Often as a culture, we have associated lifting heavy things and being in awkward positions as triggers of acute LBP. While these are important factors, the risk of them causing an initial episode of acute LBP is SIGNIFICANTLY increased when combined with psychosocial factors:

“transient exposure to stress and fatigue triples the odds of developing immediate back pain, whereas distraction increases the odds by a factor of 25” – https://www.ncbi.nlm.nih.gov/pubmed/25665074

Regard recurrent cLBP triggers, a recent study  looked at 6 physical factors factors that play a role in a ‘flare-up’ of LBP and compared them with stress and depression. They looked at the following physical factors:

1) lifting a heavy object (≥35 lbs.) between 1-5 times, or >5 times,

2) running/jogging,

3) vigorous, non-contact sports (i.e. tennis,swimming, cycling, etc.),

4) vigorous contact sports (i.e. football, hockey, soccer),

5) physical trauma such as a fall, motor vehicle accident, or other trauma,

6) prolonged sitting (>6 hours),

7) prolonged standing (>6 hours)

8) physical therapy (PT) for LBP.

Rather than heavy loads and intense activities as triggers of LBP ‘flare-ups’, instead they found “prolonged sitting (>6 hours) and stress or depression triggered LBP flare-ups.”. Good news for those of us in rehab, the data supported that “PT was a deterrent of flare-ups. ” – https://www.ncbi.nlm.nih.gov/m/pubmed/28700451/

Research Review Brief

An educational approach based on a non-injury model compared with individual symptom-based physical training in chronic LBP. A pragmatic, randomised trial with a one-year follow-up – Sorensen, et al.

Population

207 patients 18-60 years (52% female)with LBP for at least 4 out of the last 12 months with the last 14 days =/>4/10 on a VAS. If they had leg pain, the back pain had to be a worse complaint. All subjects made it through the study with no drop out in either groups (impressive!)

Treatment Groups

Group 1 (EDUC):  105 Subjects received an educational approach designed to improve confidence in the robustness of the spine and two movements: Seated flexion and rotation
Group 2: 102 Subjects received Symptom Classification Based Treatment – MDT(by certified MDT) Directional preference, Stabilization, or intensive dynamic exercise. IN ADDITION: group 2’s physical therapists could at their own discretion referred for pharmacology, manual therapy, or physician for injection to complement their symptom based plan

Outcome Measures

Pain, Activity Limitation, FABQ, Back Beliefs, physical activity, work ability, quality of life

Results

Primary Outcomes: Non-significant trend towards activity limitation being reduced mostly in the educational group although this could not be determined as clinically relevant.

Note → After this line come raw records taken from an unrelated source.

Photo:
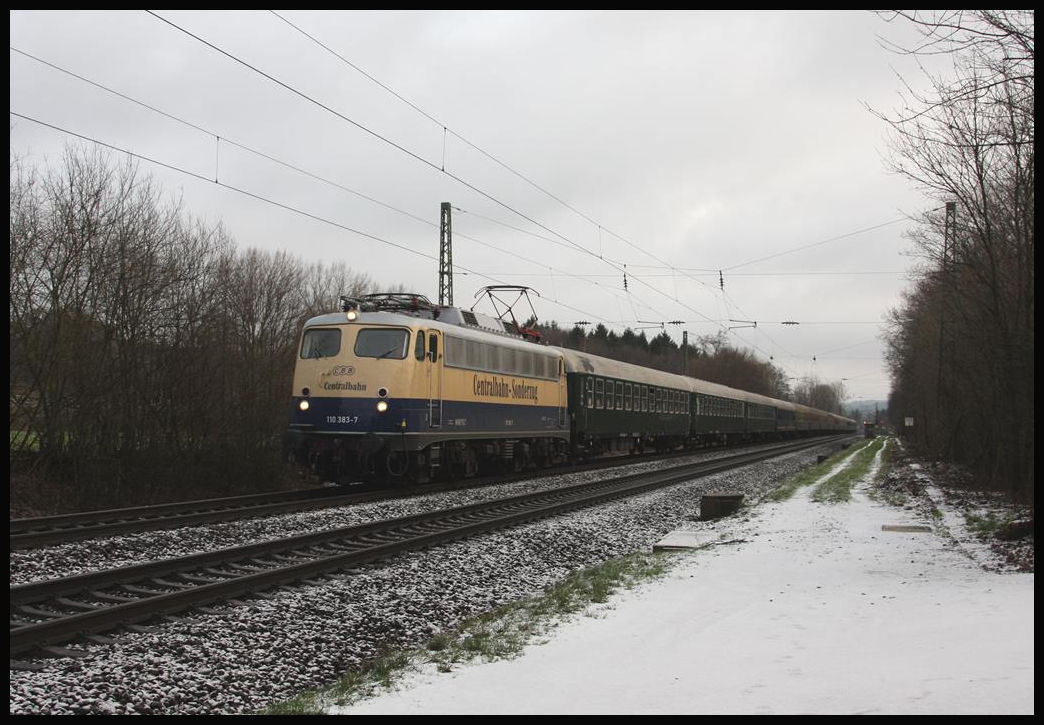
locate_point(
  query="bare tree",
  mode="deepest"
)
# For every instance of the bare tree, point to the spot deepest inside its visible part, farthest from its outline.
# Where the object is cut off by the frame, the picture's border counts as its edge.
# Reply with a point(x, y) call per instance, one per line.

Secondary outcomes: Improvement in fear-avoidance beliefs was better in the educational  group. All other variables were about equally influenced by the two treatments.

The median number of treatment sessions was 3 for the educational group and 6 for the physical training group.

Conclusion:

“We have demonstrated that, among patients with cLBP, the educational/cognitive intervention with few consultations was at least as effective as an individualized, multidisciplinary physical-training approach. ‘At least’ refers to the observed overall trend of more improvement in activity-limitation with EDUC. ”

“There was a statistically significant difference at 2 months in favor of EDUC in the proportion of people improving by a Minimal Important Change (MIC) in activity-limitation (5 or more points on the LBP Rating Scale).

“Post-hoc regression analysis showed a relationship between improved activity limitation and improvement in FABQ, and FABQ was more improved in the EDUC group at all three follow-ups, on balance these data appear to favour the EDUC approach.”